Only three people in the whole world know my best kept secret - and to everyone else, my predilection for curling up on sofas, obliging walls and cross-country trains with a dog-eared notebook and biro is a total mystery. Were they to ask, they would discover that I keep a diary - not only that, but that I have kept a diary every day since the age of twelve, when my mum brought back a slightly shabby Absolutely Fabulous notebook from a local jumble sale. The notebook was years old, fantastically retro but totally unused, with a little metal lock on its side (broken) and a wad of blank pages that begged to be written on.
I started off writing about where I went and what I did, filling the pages with Christmas lists and birthday lists and names of boys I liked, sticking in ticket stubs and gift tags, until the little book was filled with the curls of my small, inky scrawl and the beginning of an all-inclusive, higgledy-piggledy chronicle of my childish little existence. I had always loved writing, sitting on the arm of our couch and dictating away to my grandparents before I was old enough to do it myself, and finally I had endless scope, endless people and places to describe and an endless narrative to record - I was in heaven.

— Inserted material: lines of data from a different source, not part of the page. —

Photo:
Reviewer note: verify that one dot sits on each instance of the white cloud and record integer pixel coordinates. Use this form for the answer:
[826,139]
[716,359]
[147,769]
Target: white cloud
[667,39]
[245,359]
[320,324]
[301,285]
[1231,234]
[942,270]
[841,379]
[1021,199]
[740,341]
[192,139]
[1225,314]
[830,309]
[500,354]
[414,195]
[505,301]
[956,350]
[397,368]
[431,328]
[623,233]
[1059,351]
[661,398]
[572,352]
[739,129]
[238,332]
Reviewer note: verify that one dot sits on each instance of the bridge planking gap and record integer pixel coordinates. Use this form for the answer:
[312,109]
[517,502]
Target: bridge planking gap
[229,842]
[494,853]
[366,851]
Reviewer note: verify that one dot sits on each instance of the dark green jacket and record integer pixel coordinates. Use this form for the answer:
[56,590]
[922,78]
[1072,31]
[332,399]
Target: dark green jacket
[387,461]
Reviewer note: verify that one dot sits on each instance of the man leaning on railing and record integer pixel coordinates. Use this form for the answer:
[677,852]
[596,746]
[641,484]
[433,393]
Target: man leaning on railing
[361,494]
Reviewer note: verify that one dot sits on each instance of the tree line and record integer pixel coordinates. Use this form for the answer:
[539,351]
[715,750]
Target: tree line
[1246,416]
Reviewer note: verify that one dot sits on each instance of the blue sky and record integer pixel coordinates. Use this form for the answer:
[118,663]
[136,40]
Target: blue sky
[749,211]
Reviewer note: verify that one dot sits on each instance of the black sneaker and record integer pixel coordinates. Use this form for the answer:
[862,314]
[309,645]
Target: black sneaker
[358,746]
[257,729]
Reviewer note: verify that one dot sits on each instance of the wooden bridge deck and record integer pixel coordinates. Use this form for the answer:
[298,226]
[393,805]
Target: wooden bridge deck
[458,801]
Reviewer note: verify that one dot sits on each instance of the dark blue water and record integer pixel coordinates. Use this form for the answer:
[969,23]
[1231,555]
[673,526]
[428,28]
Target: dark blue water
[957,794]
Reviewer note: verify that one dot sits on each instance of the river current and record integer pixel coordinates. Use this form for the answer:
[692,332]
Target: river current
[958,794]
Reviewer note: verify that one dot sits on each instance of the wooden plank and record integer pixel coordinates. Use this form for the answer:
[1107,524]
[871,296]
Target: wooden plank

From then on, my diary and I were inseparable. Over the years the content swelled to include many rants, general outpourings, adrenaline fuelled moments of elation and, occasionally, a drunken ramble or two (especially useful if your inebriated memory needs a helping hand the next day), taking me through the gut-wrenching endlessness of adolescence, four years of student madness, two years in China and a whole lot of backpacking.
Of course, the era of my tattered little Absolutely Fabulous notebook had soon passed, its well-loved pages soon used up and replaced by a successor, and then another and another, until I had amassed a whole box full of books - some with lines, some without, some bound with wire spirals, some with thread, some put together by hand in far-flung places, some plucked from the shelves of stationary departments - a mound of hardbacks and paperbacks, plastic, leather, paper and cardboard, all covered in self-analysis, the mundane and the extraordinary, the wonderful and the traumatic, my every thought and escapade for the last twelve years in my own voice and my own hand.
When I was still at school, my best friend was the only person allowed access to my prized notebooks - she would read them the way most people read serials and agony aunt columns, and always found my exceptional capacity for putting my foot in my mouth very entertaining. But since we were seventeen the words have been read by no-one but me, and while a small part of me rather likes the idea of ‘Memoirs of a Raving Lunatic’ one day gracing the shelves of WHSmith, there is something very enigmatic and satisfying about knowing that I alone know the misguided, triumphant and often mortifying depths of my best kept secret. All in all, it’s probably for the best.